I attempted to use the non-default 'nv' driver just before nouveau was
merged into upstream/staging, because I wanted a development kernel that
actually worked on my Fedora-based devel boxes. It was a complete
exercise in frustration, requiring at least one bugzilla bug report, and
ultimately resulted in failure.

Advising people to use nv is pretty much a joke IMHO, it's barely above VESA in some ways. People would be more likely to use the nvidia binary driver than that contraption..

Aside from the fact that running nouveau on this machine would drive me crazy (there's no fan speed control implemented so the GPU fan screams away at maximum speed), the other big reason I can't use it is that at least until quite recently it couldn't work with upstream kernels. Unfortunately, changes like this will being that problem back..

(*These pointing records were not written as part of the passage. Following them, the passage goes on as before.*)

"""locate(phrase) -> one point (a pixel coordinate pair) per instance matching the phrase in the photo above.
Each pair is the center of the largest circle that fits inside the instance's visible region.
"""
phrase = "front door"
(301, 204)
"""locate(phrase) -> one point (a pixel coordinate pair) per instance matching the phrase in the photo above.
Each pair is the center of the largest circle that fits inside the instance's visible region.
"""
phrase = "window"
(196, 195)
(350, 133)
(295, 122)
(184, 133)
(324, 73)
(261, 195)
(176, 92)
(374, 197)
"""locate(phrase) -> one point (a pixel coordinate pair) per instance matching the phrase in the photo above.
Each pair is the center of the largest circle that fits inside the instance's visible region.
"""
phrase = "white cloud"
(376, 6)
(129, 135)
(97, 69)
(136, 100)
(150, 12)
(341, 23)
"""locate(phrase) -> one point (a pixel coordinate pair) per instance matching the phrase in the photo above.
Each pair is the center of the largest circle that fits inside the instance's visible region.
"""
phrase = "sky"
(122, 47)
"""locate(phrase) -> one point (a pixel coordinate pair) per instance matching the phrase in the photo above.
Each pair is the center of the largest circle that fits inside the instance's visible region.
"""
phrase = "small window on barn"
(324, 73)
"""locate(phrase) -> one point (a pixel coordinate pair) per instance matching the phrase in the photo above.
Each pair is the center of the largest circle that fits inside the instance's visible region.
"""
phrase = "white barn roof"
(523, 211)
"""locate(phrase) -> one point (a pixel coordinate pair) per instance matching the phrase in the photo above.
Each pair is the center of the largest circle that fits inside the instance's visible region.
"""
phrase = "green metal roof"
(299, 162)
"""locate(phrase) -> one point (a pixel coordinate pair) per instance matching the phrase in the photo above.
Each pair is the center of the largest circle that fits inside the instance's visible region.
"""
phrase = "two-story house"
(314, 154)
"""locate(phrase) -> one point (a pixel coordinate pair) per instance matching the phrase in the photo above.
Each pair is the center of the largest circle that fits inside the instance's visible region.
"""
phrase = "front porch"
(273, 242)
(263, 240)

So at this point the nvidia binary driver is the most practical solution that actually meets my needs, sadly enough..


I gave up and waiting for Linus to merge nouveau, which instantly made
my life a lot easier :)

Kernel hacking on Fedora, my own dogfood, has become increasingly
cumbersome because of all these graphics issues. Sometimes it's just
easier to test a modern kernel on an ancient distro, sadly.